Mon Apr 22, 2024, 02:08 PM
Apr 22

I took advantage of low interest rate in 2016. Thus far (knock wood) we have paid no interest. We buy with cash or Amex, which is paid for each month. This was advised by a financial planner.

That's the only good thingI can think of that came out of 2016

Silent3

(15,263 posts)
4. In my twenties I carried too much credit card debt to get things I wanted faster
Mon Apr 22, 2024, 03:20 PM
Apr 22

In my thirties I quit doing that and started paying off all balances in full every month, making rare exceptions for some 0% interest offers.

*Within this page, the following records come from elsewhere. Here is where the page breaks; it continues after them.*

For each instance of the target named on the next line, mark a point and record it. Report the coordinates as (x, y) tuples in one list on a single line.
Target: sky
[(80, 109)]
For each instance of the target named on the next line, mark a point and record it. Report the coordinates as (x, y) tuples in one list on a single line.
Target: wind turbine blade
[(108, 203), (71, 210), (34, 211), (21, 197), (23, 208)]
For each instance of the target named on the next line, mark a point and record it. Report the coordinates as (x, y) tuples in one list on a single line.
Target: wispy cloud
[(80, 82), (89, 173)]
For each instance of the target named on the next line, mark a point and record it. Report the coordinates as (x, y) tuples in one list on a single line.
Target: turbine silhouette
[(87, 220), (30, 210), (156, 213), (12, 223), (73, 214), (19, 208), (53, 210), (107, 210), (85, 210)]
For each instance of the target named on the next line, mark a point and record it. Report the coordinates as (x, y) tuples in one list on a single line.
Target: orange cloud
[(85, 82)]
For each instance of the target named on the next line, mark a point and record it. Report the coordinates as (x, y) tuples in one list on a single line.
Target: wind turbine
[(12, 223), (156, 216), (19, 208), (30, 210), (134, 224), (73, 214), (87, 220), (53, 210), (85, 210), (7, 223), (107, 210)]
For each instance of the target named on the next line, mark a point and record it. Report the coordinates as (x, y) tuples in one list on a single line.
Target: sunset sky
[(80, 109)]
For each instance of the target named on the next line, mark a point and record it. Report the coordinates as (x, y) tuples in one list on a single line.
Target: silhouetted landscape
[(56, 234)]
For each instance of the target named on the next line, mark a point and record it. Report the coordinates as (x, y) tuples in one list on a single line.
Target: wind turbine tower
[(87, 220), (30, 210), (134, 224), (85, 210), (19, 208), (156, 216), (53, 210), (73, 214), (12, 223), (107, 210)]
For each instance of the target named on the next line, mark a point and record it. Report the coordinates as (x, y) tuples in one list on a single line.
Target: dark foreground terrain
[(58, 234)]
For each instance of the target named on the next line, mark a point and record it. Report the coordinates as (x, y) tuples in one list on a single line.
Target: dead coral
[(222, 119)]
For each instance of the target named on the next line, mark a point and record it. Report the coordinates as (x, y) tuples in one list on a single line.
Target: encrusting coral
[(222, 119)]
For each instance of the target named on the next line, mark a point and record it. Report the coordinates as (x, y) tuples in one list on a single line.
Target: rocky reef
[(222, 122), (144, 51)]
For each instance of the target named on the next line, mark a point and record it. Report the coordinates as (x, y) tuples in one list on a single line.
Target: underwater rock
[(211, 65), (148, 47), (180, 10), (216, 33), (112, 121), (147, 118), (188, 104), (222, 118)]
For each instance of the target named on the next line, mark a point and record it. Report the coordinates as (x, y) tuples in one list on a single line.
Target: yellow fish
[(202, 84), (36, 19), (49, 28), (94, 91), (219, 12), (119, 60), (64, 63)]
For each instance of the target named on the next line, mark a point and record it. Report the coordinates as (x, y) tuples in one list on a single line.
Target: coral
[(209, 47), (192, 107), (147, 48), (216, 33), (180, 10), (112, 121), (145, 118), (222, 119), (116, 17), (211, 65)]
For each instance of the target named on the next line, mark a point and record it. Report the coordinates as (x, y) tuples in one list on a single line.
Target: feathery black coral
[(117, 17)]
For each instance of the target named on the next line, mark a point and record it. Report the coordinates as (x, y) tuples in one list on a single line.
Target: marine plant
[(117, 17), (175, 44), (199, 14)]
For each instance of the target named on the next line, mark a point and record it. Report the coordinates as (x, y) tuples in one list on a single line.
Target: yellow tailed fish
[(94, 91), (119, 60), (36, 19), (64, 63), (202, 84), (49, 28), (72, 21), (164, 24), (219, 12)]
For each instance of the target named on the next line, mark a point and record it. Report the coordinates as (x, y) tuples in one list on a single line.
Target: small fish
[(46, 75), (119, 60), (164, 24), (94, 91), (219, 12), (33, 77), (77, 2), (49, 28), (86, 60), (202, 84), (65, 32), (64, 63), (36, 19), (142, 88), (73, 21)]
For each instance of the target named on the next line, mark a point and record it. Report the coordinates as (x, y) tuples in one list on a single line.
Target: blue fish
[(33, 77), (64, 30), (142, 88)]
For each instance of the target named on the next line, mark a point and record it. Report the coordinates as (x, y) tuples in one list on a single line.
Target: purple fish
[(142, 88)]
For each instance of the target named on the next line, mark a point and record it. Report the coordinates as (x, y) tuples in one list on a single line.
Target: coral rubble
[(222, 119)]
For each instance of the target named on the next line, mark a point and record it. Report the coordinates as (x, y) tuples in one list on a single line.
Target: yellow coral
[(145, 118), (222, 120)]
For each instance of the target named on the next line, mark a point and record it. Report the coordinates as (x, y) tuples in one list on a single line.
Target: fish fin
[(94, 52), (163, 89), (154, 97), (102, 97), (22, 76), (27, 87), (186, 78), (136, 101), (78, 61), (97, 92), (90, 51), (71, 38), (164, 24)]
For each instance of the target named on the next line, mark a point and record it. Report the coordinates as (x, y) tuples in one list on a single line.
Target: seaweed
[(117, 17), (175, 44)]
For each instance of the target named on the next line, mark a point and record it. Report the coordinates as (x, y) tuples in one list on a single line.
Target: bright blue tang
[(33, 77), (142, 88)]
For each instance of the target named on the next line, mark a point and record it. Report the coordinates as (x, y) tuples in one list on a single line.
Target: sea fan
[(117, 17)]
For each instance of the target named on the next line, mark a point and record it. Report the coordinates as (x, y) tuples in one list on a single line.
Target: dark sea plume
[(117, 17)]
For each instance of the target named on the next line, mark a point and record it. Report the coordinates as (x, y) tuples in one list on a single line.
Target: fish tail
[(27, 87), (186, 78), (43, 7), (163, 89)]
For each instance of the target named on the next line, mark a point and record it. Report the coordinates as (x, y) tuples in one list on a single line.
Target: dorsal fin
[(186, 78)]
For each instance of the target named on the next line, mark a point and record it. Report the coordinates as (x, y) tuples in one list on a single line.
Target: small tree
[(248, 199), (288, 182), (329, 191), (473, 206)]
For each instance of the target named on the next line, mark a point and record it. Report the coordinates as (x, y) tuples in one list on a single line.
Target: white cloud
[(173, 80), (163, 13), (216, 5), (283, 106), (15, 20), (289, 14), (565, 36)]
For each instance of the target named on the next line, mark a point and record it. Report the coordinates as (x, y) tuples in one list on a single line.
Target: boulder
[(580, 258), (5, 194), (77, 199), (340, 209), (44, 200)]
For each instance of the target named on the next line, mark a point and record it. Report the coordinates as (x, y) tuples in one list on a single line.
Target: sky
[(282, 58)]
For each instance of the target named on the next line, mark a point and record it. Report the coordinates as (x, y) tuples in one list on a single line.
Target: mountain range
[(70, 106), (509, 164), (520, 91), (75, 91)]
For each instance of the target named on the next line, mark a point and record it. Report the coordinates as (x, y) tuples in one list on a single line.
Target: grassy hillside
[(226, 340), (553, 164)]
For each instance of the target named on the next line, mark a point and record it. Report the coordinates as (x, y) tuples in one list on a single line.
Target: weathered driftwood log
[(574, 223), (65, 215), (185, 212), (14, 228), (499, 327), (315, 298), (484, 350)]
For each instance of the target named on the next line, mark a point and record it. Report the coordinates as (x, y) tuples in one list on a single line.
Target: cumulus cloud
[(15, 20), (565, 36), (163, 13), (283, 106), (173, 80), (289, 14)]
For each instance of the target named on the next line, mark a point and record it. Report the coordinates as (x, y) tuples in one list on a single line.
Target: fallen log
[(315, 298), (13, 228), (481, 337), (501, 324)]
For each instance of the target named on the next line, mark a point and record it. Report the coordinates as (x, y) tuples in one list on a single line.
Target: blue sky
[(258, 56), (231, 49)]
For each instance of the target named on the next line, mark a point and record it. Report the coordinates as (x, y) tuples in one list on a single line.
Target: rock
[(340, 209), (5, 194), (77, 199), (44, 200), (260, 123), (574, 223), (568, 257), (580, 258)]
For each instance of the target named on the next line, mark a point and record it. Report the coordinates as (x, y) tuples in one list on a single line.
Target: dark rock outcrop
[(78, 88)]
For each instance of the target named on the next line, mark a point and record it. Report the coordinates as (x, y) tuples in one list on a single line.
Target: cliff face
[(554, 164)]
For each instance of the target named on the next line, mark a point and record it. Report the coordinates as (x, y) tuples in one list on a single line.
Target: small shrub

I don’t know if I can credit gaining discipline for that, or if it was merely a matter of reaching an income level where more spending was within reach without borrowing.

Chainfire

(17,620 posts)
5. The only thing that I will buy "on time" is a car, and that for not longer than 3 years.
Mon Apr 22, 2024, 03:41 PM
Apr 22

In middle age, when the kids were home, we went into credit card debt, bigtime. I didn't think that we would ever get out of that hole. We did when I got a job that had a lot of overtime. Never again! If I can't pay for it, I leave it in the store.

Liberal In Texas

(13,574 posts)
6. I remember shopping at that Brandeis store (last pic) many times while in my teens. Odd that this
Mon Apr 22, 2024, 05:18 PM
Apr 22

Scot writer has used all these vintage Omaha pictures.

Unrelated "fun" fact: Emil Brandeis of Omaha, NE went down with the Titanic.